We discussed that inhibitors can also be acquired in patients with inherited hemophilias, but in contrast to the presentation above, these inhibitors develop against the factor preparations that patients have been receiving for prophylaxis or treatment of bleeding due to their genetic condition. These inhibitors are most common in patients with severe hemophilia and low factor VIII levels to begin with (immune system recognizes factor infusions as foreign) and can make management of bleeding in these patients challenging. The Bethesda Assay is also used in these patients to quantify and trend inhibitor activity. See this week’s NEJM for an RCT using a new monoclonal antibody agent as prophylaxis in patients with hemophilia A and factor VIII inhibitors.
Finally, we reviewed the goals for management of acquired factor VIII inhibitors: 1) control bleeding, 2) eradicate the inhibitor, and 3) treat the underlying disease.
Agents available to control bleeding come in two flavors.
- Replacement agents: DDAVP, human factor VIII concentrate, and recombinant factor VIII concentrate.
- Generally reserved for patients with no or only very mild bleeding and low Bethesda units as it is otherwise difficult to overcome the inhibitor with large quantities of factor VIII.
- Bypassing agents: Activated prothrombin complex concentrate (aPCC; includes factors II, VII, IX, X; also called FEIBA or Factor Eight Inhibitor Bypassing Agent), recombinant activated human factor VIIa (Novo-7), and recombinant porcine factor VIII.
- Used in most patients to bypass the need for factor VIII by utilizing the extrinsic coagulation pathway. The major risk with these activated agents is thrombosis.

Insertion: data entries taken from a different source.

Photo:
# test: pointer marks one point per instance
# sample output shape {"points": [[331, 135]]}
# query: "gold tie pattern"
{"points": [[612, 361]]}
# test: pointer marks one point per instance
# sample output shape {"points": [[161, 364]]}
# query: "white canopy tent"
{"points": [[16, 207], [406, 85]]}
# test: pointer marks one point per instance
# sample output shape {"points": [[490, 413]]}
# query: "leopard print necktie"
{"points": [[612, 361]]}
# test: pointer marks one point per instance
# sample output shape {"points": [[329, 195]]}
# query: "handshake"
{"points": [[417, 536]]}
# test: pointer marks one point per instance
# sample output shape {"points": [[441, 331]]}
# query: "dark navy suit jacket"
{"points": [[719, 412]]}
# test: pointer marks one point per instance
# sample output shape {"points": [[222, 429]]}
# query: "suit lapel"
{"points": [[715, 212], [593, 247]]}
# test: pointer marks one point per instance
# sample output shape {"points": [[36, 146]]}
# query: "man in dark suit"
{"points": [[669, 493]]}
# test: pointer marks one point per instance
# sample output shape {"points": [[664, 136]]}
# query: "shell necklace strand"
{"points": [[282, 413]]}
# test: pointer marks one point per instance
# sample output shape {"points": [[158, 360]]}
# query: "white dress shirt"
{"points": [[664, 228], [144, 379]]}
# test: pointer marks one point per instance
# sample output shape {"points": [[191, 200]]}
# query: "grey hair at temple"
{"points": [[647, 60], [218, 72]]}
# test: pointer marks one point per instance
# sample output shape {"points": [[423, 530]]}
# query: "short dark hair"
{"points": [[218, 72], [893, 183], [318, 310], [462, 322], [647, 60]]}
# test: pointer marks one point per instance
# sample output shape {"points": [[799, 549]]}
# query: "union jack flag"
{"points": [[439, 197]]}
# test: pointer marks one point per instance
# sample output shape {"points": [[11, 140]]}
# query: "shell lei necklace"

Eradicating the inhibitor is done with immunosuppression, usually prednisone +/- rituximab or cyclophosphamide.
Our patient received Novo-7 and FEIBA to control bleeding, then was started on prednisone and rituximab with normalization of his factor VIII activity and aPTT over the next several months.
1. Kruse-Jarres, et al. Acquired hemophilia A: Updated review of evidence and treatment guidance. American Journal of Hematology 2017.
2. Eby, CS. Bleeding and Thrombosis Risks in Plasma Cell Dyscrasias. American Society of Hematology Education Program 2007.
3. Oldenburg, et al. Emicizumab Prophylaxis in Hemophilia A with Inhibitors. NEJM 2017.